Wisdom from the Orient
Taiichi Ohno, credited with saving Toyota from oblivion in the 1940s, identified seven "wastes" of production: overproduction, non-value-added transportation of goods, non-value-added movement of people, idle time (unprepared workers or operations), non-value-added processing, excess inventory, and defects. Like Bonnie Smith fifty years later, Ohno recognized that value is realized not only by optimizing core activities, but through streamlining day-to-day operations.
During their rise to pre-eminence in manufacturing, the Japanese perfected several techniques for error-proofing and quality management. Kaizen, or continuous improvement, seeks to eliminate operational waste by incorporating the best concepts of lean manufacturing and six-sigma quality practices. Kaizen literally means "school of wisdom" (kai = "school", zen = "wisdom"). Related is poka yoke, literally "error to avoid" which is usually translated as "mistake-proofing."

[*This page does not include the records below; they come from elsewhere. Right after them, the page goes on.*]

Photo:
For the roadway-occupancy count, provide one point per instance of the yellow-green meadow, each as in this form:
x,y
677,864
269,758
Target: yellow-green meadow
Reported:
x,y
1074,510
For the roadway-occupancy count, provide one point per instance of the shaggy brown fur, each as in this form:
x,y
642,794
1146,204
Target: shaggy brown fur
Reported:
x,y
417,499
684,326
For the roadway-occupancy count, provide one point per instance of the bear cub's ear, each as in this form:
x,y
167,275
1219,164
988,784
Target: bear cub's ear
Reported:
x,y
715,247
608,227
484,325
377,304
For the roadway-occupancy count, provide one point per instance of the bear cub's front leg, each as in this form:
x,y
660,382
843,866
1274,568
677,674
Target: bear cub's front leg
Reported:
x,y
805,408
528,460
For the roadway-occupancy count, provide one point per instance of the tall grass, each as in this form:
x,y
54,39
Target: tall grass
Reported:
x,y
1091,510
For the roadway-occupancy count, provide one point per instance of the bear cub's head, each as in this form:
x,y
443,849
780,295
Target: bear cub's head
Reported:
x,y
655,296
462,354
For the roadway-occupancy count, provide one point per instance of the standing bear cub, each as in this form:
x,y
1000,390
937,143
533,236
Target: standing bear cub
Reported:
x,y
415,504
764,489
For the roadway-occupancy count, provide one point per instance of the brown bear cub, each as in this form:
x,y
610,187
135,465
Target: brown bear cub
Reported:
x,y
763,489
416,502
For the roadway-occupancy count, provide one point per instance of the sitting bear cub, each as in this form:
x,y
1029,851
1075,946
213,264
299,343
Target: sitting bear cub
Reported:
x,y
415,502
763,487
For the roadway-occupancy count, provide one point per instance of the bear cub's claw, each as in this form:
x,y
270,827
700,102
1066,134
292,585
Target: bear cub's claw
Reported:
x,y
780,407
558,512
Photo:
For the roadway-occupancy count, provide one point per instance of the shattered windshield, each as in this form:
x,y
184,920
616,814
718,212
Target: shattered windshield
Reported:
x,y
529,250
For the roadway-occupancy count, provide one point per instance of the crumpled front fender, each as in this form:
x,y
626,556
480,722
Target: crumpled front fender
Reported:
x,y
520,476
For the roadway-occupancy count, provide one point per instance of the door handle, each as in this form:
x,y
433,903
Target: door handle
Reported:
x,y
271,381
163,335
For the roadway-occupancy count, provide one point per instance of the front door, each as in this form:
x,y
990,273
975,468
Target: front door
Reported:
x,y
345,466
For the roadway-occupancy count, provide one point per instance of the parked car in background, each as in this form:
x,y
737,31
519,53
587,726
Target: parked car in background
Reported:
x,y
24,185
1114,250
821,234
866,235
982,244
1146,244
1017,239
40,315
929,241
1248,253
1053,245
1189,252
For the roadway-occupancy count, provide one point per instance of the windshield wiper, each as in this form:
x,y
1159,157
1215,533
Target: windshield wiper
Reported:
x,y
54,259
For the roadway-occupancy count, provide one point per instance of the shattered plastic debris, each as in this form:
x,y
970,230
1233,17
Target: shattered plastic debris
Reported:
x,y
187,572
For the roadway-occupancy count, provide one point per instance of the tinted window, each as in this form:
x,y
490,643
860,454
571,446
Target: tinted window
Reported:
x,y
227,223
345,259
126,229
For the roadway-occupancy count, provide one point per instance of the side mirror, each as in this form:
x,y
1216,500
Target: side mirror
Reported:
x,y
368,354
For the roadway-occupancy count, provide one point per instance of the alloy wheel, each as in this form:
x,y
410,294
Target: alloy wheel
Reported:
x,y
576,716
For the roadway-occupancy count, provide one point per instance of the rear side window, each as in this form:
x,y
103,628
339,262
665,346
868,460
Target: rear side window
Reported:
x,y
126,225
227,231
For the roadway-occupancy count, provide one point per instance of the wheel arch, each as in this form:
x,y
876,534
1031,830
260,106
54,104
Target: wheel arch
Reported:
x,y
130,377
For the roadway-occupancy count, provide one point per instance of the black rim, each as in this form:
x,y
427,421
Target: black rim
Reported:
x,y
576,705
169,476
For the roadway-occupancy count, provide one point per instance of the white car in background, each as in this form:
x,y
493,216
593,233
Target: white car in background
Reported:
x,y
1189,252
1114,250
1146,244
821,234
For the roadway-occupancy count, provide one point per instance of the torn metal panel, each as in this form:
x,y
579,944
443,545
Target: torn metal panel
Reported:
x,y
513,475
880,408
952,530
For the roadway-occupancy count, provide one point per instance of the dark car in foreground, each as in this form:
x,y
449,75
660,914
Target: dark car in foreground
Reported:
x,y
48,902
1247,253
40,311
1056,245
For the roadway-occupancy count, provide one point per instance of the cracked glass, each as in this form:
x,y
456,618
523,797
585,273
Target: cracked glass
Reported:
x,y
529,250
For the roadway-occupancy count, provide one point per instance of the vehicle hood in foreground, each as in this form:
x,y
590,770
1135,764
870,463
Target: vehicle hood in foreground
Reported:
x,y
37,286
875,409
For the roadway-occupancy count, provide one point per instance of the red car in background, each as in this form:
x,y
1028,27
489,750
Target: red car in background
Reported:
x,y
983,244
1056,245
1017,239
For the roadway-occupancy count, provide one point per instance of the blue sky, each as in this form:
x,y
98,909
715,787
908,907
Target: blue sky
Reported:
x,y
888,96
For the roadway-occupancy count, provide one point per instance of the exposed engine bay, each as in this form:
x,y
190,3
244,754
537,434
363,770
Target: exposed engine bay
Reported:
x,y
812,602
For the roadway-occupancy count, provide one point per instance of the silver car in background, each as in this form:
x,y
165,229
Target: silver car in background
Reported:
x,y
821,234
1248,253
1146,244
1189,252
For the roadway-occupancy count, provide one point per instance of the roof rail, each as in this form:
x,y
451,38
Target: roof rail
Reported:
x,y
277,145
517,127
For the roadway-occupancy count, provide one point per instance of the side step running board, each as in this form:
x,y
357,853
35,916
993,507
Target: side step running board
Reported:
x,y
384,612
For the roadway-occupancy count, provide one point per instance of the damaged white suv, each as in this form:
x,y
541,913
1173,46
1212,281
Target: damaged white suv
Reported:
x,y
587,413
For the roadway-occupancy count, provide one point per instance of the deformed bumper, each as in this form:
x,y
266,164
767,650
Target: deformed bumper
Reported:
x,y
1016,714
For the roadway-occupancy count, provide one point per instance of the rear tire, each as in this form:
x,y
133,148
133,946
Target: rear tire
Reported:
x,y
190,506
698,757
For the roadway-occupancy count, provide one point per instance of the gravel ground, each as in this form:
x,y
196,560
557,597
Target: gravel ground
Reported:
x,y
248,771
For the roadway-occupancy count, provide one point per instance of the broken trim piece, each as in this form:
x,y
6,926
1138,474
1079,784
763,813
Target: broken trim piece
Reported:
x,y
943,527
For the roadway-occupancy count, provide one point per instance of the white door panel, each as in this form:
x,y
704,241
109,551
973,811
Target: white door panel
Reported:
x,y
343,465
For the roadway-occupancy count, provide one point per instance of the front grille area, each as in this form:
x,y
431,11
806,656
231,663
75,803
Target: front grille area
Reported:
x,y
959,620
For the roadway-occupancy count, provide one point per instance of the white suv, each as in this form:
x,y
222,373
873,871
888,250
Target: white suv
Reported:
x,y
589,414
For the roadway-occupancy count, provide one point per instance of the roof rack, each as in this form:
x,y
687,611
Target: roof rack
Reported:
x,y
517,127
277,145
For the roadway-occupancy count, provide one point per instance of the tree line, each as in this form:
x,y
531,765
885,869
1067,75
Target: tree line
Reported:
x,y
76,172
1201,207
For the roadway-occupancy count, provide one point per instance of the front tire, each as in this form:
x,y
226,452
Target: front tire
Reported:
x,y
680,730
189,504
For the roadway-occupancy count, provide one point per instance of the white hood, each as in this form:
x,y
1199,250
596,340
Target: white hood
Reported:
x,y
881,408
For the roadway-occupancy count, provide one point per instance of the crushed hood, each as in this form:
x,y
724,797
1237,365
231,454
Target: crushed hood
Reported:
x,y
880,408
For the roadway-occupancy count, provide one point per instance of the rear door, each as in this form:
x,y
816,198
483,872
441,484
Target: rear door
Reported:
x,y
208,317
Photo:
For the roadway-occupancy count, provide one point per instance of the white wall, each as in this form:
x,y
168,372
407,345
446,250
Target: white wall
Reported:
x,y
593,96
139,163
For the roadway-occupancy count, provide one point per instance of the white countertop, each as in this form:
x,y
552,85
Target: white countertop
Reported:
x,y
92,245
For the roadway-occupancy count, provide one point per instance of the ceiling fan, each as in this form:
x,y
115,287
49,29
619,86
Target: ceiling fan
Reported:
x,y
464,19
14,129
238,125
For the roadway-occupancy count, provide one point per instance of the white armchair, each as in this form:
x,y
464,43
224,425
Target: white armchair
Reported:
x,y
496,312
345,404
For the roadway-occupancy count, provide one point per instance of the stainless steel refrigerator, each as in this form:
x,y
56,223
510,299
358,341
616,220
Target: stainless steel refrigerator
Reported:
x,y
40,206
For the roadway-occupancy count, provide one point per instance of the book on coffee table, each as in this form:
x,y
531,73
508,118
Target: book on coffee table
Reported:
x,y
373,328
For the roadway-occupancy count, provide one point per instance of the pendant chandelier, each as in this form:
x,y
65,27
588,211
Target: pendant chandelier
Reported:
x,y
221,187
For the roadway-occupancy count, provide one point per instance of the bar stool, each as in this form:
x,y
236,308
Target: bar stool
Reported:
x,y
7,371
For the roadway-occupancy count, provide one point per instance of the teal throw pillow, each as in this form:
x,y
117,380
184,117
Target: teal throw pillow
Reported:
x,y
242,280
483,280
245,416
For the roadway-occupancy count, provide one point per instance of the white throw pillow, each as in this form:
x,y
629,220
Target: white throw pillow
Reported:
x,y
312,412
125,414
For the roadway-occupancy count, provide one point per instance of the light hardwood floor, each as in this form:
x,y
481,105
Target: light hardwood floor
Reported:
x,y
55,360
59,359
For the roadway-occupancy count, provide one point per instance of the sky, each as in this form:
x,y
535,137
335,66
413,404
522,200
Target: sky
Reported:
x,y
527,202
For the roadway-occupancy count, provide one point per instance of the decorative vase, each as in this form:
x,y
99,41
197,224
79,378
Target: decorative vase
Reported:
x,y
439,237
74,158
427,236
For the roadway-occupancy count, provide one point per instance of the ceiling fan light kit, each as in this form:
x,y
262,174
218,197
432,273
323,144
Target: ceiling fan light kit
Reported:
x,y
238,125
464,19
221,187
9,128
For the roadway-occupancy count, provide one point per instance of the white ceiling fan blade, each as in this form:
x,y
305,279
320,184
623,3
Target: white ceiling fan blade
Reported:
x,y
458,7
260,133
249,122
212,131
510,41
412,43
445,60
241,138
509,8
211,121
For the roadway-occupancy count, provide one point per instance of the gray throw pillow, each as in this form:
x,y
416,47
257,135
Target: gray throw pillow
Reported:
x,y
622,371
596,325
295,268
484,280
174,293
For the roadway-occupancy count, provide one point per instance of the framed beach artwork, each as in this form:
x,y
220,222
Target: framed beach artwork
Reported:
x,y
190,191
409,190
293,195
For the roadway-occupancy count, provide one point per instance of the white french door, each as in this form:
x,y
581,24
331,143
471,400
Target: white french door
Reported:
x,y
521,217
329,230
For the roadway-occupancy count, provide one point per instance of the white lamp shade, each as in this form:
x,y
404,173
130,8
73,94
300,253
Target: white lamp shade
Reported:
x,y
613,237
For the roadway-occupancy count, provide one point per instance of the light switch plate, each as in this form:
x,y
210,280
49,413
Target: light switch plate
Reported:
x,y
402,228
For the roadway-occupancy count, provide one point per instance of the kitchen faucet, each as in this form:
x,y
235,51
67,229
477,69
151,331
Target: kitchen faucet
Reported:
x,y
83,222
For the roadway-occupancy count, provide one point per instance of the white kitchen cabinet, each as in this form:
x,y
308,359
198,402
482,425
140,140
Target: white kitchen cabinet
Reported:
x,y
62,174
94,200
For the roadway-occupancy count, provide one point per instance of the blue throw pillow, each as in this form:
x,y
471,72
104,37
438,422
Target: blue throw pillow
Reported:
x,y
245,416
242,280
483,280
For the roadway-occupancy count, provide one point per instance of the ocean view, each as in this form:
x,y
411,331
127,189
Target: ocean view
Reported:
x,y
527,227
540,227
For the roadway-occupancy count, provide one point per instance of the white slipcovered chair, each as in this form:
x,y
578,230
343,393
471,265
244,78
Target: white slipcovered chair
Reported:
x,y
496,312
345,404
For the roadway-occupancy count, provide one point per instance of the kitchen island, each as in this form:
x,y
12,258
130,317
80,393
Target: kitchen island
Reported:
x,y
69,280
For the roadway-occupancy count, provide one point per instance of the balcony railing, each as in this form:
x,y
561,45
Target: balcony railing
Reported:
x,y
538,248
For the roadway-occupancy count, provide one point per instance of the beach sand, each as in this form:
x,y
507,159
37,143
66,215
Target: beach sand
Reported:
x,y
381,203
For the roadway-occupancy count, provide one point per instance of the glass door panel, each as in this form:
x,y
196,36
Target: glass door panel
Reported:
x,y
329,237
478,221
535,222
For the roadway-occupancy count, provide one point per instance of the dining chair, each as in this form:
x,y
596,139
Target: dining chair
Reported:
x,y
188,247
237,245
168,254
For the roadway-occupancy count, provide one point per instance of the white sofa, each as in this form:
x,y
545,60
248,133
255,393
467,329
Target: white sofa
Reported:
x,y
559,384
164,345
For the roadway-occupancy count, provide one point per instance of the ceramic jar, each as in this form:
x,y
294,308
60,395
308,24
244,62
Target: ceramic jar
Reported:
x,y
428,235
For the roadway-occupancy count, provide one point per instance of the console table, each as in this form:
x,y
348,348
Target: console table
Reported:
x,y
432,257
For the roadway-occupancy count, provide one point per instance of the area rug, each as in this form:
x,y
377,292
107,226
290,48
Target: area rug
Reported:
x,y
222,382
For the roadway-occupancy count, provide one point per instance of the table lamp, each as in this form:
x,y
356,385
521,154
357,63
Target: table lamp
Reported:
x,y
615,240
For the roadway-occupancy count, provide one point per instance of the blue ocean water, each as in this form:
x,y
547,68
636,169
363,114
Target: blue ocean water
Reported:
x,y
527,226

Kaizen goes hand-in-hand with six-sigma variability reduction--the elimination, as much as is humanly possible, of inconsistencies in processes and in the finished product. Six sigma is not the same as quality control, Smith points out. QC detects substandard product after it comes off line, whereas six sigma seeks to prevent defects from occurring in the first place.
In her practice, Smith comes across companies at every conceivable level of competence and ineptitude. No matter where she finds them, she strives to make them better at what they do.
"That's why it's called continuous improvement. It doesn't matter where you are --you can always get better. Maybe your changeover on a packaging line is "just" one hour. We view that as one hour of wasted time. We've achieved our goal of reducing that time by fifty percent again and again."
Many pharm/biotech companies, says Smith, have been converted to lean manufacturing and six sigma, but the industry still has a long way to go. "Some are using one or the other, but in reality they should be using both because the goal should not be only to eliminate waste, but to reduce variability as well."
Missionary Work
If lean and six sigma are so effective, why doesn't everyone employ them? More and more companies do, says Smith, but even after managers agree to such programs, they must then commit to the discipline of putting them into action. "Implementation is the killer. Management is usually receptive to these ideas but doesn't execute them well. Without management commitment you might as well forget it."
A kaizen program's logic and potential benefits often clash with big egos, one or two of which have been known to reside in pharmaceutical establishments. Smith recalls one manager whom she thought she could challenge with her standard promise to improve throughput by 50%. His response, "Are you telling me I've been doing this wrong all this time?" is not easily countered, especially when the answer is "yes" and you want the guy's business. Another hurdle is the "Ph.D. syndrome," which goes something like this: "We have so many Ph.D.s running around here " why can't we figure it out?" A corollary to the Ph.D. excuse is that kaizen and related methods couldn't possibly work because they're too simple.
Pharmaceutical manufacturing carries enough inefficiency, says Smith, that startling improvements are possible without even touching regulated, value-added operations. Companies can work within Good Manufacturing Practices (GMPs), for example, focusing only on preparation, mechanics, and other day-to-day activities, and still garner many of the benefits of lean manufacturing and six sigma.